Document: [full document text]
Prior search results: [web search results]
Output format requirements: [schema]"
Parallel spawning: a coordinator can call multiple Tasks in one response—subagents run in parallel:
# One coordinator response contains:
Task 1: "Search for articles about X"
Task 2: "Analyze document Y"
Task 3: "Search for articles about Z"
# All three run concurrently
3.5 Hooks in the Agent SDK
Hooks allow interception and transformation at specific points in the agent lifecycle.

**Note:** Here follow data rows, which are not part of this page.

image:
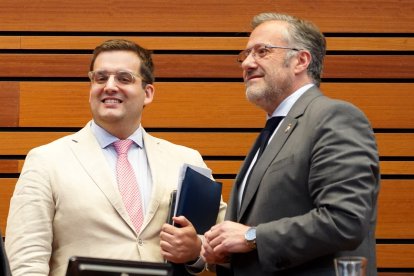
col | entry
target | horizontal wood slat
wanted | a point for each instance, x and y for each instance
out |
(198, 104)
(205, 66)
(195, 43)
(9, 97)
(395, 255)
(202, 15)
(208, 143)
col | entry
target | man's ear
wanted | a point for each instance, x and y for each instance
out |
(149, 94)
(303, 60)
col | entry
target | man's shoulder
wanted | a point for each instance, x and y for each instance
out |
(163, 143)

PostToolUse intercepts a tool result before it is provided to the model:
# Example: normalize date formats from different MCP tools
@hook("PostToolUse")
def normalize_dates(tool_result):
# Convert Unix timestamp -> ISO 8601
# Convert "Mar 5, 2025" -> "2025-03-05"
return normalized_result
Outgoing-call interception hook blocks actions that violate policy:
# Example: block refunds above $500
@hook("PreToolUse")
def enforce_refund_limit(tool_call):
if tool_call.name == "process_refund" and tool_call.args.amount > 500:
return redirect_to_escalation(tool_call)
Key difference: hooks vs prompt instructions
| Attribute | Hooks | Prompt instructions |
|---|---|---|
| Guarantee | Deterministic (100%) | Probabilistic (>90%, not 100%) |
| When to use | Critical business rules, financial operations, compliance | General preferences, recommendations, formatting |
| Example | Block refunds > $500 | "Try to solve before escalating" |
Rule: when failure has financial, legal, or safety consequences—use hooks, not prompts.